The Ossining Union Free School District in New York State

& the Good for Kids Foundation


Changemakers will provide a cohort of young Latina women from Ossining with an experience that will develop their leadership skills, will provide them with an introduction to the documentary arts as a tool for igniting social change, and will encourage them to use their voice to empower others in their community.

The program will offer 12 young women an immersive travel experience in nature that is aligned with an ongoing academic program centered on developing the student’s voice, their self-efficacy, and their sense of belonging in the community.

In combination, we hope these program elements will provide the participants with an opportunity to discover their potential to be active changemakers, while also fueling a deep-seated confidence in their ability to generate the personal life outcomes they aspire to achieve.

The Changemakers’ Program will begin with two pre-trip seminars to prepare the participants for the trip and to introduce the fundamentals of positive social change and personal growth.
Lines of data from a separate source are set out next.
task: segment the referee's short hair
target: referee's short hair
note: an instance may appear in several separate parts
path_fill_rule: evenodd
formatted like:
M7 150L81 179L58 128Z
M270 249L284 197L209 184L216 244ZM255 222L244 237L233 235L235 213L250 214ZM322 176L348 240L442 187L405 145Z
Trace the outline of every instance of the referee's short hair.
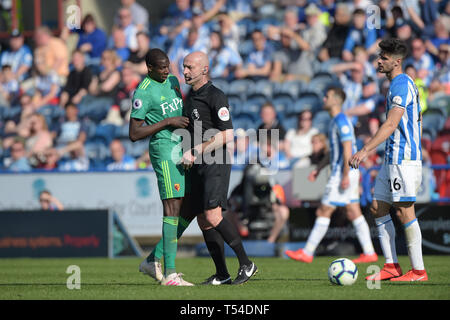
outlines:
M161 49L150 49L145 56L145 63L147 66L155 66L160 60L169 60L167 54Z
M405 42L400 39L384 39L378 44L378 46L388 55L400 56L402 59L404 59L408 54L408 47Z

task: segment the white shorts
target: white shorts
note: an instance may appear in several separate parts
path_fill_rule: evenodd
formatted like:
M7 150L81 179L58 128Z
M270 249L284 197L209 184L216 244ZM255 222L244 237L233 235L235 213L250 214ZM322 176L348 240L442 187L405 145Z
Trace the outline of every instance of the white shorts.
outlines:
M359 202L359 170L351 169L350 185L341 189L341 174L332 175L325 187L322 204L329 207L345 207L349 203Z
M383 164L375 180L374 200L387 203L415 202L422 183L422 161Z

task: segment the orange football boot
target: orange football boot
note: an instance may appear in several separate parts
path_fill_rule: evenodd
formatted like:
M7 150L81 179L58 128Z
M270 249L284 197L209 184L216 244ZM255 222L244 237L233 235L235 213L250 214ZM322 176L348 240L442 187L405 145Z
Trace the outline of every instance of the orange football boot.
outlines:
M286 250L284 252L289 258L305 262L305 263L311 263L314 259L313 256L310 256L309 254L306 254L303 249L298 249L297 251L292 250Z
M425 270L409 270L401 277L392 278L391 281L403 281L403 282L411 282L411 281L428 281L428 275Z
M370 263L378 261L378 255L374 252L372 254L361 253L359 258L353 259L353 263Z
M380 272L367 276L366 280L389 280L402 274L402 268L398 263L385 263Z

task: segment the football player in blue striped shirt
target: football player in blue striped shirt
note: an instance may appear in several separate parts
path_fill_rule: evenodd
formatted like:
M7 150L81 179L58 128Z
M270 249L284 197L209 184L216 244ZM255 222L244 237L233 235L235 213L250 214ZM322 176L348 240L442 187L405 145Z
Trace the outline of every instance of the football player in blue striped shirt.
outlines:
M386 121L367 144L352 156L349 165L358 168L368 152L386 141L384 163L375 182L371 212L386 258L383 269L367 280L427 281L422 257L422 234L414 202L422 180L422 116L419 92L402 70L407 54L404 42L386 39L379 43L378 72L390 80ZM394 206L405 229L412 270L402 274L395 250L395 228L389 209Z

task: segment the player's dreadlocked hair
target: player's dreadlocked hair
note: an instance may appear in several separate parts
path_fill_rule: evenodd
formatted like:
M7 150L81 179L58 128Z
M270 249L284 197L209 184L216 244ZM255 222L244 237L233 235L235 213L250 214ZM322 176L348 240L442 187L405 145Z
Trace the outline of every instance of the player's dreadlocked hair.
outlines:
M400 56L402 59L404 59L408 54L408 47L405 42L400 39L384 39L378 44L378 46L383 52L389 55Z
M160 60L169 60L169 57L164 51L158 48L151 49L145 56L147 66L155 66Z

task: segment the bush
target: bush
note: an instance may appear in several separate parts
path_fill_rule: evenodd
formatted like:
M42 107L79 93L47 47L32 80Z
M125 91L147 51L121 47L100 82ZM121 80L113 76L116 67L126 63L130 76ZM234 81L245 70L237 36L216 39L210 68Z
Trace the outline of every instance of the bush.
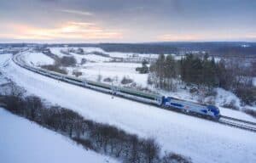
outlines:
M77 64L77 60L74 57L67 57L64 56L61 59L60 64L62 66L68 67L68 66L75 66Z
M256 110L249 110L249 109L244 109L243 111L246 114L250 115L253 116L254 118L256 118Z
M130 84L130 83L131 83L131 82L133 82L133 80L132 79L130 79L130 78L128 78L128 77L124 77L123 79L122 79L122 81L121 81L121 83L122 84Z
M73 74L73 76L75 76L76 77L78 77L78 76L82 76L82 75L83 75L83 73L82 73L82 72L80 72L80 71L78 71L78 70L73 70L72 74Z
M110 77L107 77L107 78L103 79L103 81L104 81L105 82L113 82L113 79L111 79Z
M246 104L253 104L256 102L256 87L238 87L236 90L236 94Z

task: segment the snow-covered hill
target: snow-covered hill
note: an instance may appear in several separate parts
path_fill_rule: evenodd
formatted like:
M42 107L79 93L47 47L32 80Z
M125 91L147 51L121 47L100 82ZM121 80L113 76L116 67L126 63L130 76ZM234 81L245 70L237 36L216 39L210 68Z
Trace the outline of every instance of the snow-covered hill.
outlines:
M8 59L11 56L3 57ZM189 156L194 162L256 162L254 132L120 98L112 98L20 69L12 61L2 70L29 93L73 110L87 119L116 126L140 137L153 137L164 150Z
M116 163L67 138L0 108L0 161L4 163Z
In July, the participants will then embark on a weeklong adventure in nature, including a four-day river trip through the Gates of Lodore Canyon on Utah's Green River -- one of our country’s most awe-inspiring wilderness areas. This journey will deliver rare moments of peace and quiet to exhale, reflect on our lives, discover new ways to become authors of our own life story, and continue the group discussions about how to lead change in our communities.

All of this will set the stage next fall for school-sponsored coursework and projects designed to guide participants through the process of actualizing their intended goals toward social change. We believe that the blend of school-centered coursework and large-scale experiential learning will inspire a dramatic shift in participants’ own voice and  sense of agency to make our world more fair and just. 

Guiding Principle:

"Strategies to truly engage the Latino populations in outdoor recreation must incorporate what Chavez (2000) calls the “I” triad: invite, involve, and include (Chavez, 2000). However the “I” Triad is only successful if it is developed with genuine trust or confianza and genuine respect or respeto, two key components for successful engagements with Latinos (Chavez, 2000; McChesney, Gerken, & McDonald, 2005; Williams & Florez, 2002)"

With this principle in mind, the planning of the trip, as well as the mentors and staff, will include Latina women who have been involved in one or more of the three partner organizations in the past. Ultimately, while the infrastructure and pedagogical frameworks will be provided by the organizations and partners, the heart and goals of the trip will be defined by those closest to the participants’ communities.